Reading-Notes-for-Advanced-Software-Development-in-Python-Course

Data Science

img

Data science is an interdisciplinary field about processes and systems to extract knowledge or insights from data in various forms, either structured or unstructured, which is a continuation of some of the data analysis fields.

Or in simpler words, by ‘Data Science’ we mean almost everything that has something to do with data: Collecting, analyzing, modeling…

It is a set of disciplines and practices that handle data in a scientific manner. Usually, it includes but not limited to these steps:

Big data

Big Data is a term used to describe a collection of data that is huge in volume and yet growing exponentially with time. In short such data is so large and complex that none of the traditional data management tools are able to store it or process it efficiently. The importance of big data doesn’t revolve around how much data you have, but what you do with it.

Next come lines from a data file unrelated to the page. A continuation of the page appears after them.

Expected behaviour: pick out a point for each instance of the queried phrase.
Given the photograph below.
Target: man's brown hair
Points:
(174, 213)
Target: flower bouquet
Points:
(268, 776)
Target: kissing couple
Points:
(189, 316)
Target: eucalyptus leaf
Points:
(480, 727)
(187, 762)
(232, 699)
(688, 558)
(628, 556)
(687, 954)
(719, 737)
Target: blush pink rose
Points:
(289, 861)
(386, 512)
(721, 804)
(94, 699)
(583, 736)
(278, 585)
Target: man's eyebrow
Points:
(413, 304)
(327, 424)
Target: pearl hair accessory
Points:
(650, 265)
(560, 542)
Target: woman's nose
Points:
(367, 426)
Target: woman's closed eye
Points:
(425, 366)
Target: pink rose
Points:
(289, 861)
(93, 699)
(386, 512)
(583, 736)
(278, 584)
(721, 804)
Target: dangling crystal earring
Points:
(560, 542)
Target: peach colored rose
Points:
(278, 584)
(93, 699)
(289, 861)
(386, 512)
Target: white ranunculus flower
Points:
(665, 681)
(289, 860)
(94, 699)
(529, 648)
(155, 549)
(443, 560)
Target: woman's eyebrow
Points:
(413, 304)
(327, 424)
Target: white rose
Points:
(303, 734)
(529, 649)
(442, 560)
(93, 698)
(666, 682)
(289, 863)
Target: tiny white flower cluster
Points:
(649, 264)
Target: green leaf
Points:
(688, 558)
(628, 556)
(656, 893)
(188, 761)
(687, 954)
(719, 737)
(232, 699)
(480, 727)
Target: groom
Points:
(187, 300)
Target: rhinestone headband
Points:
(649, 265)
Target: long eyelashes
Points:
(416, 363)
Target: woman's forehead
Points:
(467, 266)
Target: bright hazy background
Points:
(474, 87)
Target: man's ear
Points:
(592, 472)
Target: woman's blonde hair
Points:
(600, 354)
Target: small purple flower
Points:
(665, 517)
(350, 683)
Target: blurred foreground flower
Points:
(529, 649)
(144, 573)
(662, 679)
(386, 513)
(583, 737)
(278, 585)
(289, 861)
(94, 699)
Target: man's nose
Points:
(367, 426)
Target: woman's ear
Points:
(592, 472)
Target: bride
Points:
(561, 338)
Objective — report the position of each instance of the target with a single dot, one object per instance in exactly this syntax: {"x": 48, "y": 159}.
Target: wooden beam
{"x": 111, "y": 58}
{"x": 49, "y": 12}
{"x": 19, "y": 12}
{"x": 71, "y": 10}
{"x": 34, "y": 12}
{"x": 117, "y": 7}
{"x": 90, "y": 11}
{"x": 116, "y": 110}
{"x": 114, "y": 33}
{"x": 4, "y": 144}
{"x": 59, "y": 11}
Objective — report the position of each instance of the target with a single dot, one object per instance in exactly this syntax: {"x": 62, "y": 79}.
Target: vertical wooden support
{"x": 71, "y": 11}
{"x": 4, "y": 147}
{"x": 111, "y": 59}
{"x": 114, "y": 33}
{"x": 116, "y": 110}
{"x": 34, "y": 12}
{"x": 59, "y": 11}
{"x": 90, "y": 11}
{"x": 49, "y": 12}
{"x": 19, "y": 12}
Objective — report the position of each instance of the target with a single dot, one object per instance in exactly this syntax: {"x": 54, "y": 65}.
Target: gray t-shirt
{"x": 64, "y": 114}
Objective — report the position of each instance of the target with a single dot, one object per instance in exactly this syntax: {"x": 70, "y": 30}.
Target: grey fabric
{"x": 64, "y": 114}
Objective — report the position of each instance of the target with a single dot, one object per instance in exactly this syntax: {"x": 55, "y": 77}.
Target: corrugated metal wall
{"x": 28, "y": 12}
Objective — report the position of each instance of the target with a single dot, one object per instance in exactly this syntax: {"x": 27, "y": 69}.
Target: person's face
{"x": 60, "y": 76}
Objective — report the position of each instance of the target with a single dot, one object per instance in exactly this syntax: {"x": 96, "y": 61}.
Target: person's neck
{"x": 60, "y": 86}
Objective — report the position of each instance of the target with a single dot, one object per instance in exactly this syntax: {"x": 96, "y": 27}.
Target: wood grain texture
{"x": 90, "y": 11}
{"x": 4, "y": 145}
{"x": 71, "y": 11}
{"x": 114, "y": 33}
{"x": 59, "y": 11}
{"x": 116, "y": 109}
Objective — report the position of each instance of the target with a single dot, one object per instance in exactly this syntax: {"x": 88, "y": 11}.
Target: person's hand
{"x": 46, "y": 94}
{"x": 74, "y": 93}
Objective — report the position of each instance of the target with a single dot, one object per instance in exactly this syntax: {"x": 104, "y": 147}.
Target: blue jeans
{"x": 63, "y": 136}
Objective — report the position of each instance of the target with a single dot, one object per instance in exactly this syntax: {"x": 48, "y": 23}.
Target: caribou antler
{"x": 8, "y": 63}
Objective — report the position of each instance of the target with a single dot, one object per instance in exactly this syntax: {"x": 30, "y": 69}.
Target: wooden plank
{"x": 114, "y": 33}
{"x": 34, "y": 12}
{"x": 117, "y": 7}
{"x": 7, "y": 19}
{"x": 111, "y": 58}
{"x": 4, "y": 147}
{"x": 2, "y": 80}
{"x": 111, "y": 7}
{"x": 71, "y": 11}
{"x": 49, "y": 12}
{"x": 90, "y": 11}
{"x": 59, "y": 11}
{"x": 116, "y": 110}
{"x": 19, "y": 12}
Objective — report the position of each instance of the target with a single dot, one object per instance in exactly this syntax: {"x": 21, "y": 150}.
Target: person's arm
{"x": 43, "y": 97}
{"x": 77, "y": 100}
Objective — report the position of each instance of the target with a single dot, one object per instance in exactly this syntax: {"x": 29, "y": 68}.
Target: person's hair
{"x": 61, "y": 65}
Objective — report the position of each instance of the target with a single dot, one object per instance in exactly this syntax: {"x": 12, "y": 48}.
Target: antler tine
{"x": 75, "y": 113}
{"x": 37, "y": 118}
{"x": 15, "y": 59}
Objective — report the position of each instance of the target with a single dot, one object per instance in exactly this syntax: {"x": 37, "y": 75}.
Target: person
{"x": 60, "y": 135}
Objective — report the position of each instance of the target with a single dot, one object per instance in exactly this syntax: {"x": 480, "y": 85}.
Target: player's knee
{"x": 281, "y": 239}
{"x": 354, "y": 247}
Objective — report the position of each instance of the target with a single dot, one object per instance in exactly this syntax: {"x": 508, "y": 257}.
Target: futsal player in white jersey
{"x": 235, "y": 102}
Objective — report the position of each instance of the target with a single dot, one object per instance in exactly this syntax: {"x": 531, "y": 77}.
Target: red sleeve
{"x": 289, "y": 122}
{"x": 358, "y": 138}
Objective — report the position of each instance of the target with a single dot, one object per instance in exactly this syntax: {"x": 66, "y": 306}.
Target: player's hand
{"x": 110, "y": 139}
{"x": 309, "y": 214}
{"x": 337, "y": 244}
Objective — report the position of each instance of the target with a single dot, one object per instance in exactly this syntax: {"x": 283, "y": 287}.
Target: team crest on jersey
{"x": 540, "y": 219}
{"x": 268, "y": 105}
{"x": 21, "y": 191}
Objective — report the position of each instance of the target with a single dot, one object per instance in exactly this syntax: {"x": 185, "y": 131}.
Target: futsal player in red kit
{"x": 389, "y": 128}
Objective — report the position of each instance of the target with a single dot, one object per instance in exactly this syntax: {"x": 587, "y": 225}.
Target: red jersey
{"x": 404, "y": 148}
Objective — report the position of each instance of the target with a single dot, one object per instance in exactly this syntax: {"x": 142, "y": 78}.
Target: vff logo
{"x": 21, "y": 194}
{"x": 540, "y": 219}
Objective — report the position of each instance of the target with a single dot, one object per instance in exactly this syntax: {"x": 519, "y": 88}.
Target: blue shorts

IT is a combination of structured, semistructured and unstructured data collected by organizations that can be mined for information and used in machine learning projects, predictive modeling and other advanced analytics applications.

Big data comes from different sources, such as business transaction systems, customer databases, medical records, internet clickstream logs, mobile applications, social networks, scientific research repositories, machine-generated data and real-time data sensors used in internet of things (IoT) environments.

BigData’ could be found in three forms:

  1. Structured:

    Any data that can be stored, accessed and processed in the form of fixed format is termed as a ‘structured’ data.

    Example: A simple excel sheet

  2. Unstructured:

    Any data with unknown form or the structure is classified as unstructured data. In addition to the size being huge, un-structured data poses multiple challenges in terms of its processing for deriving value out of it.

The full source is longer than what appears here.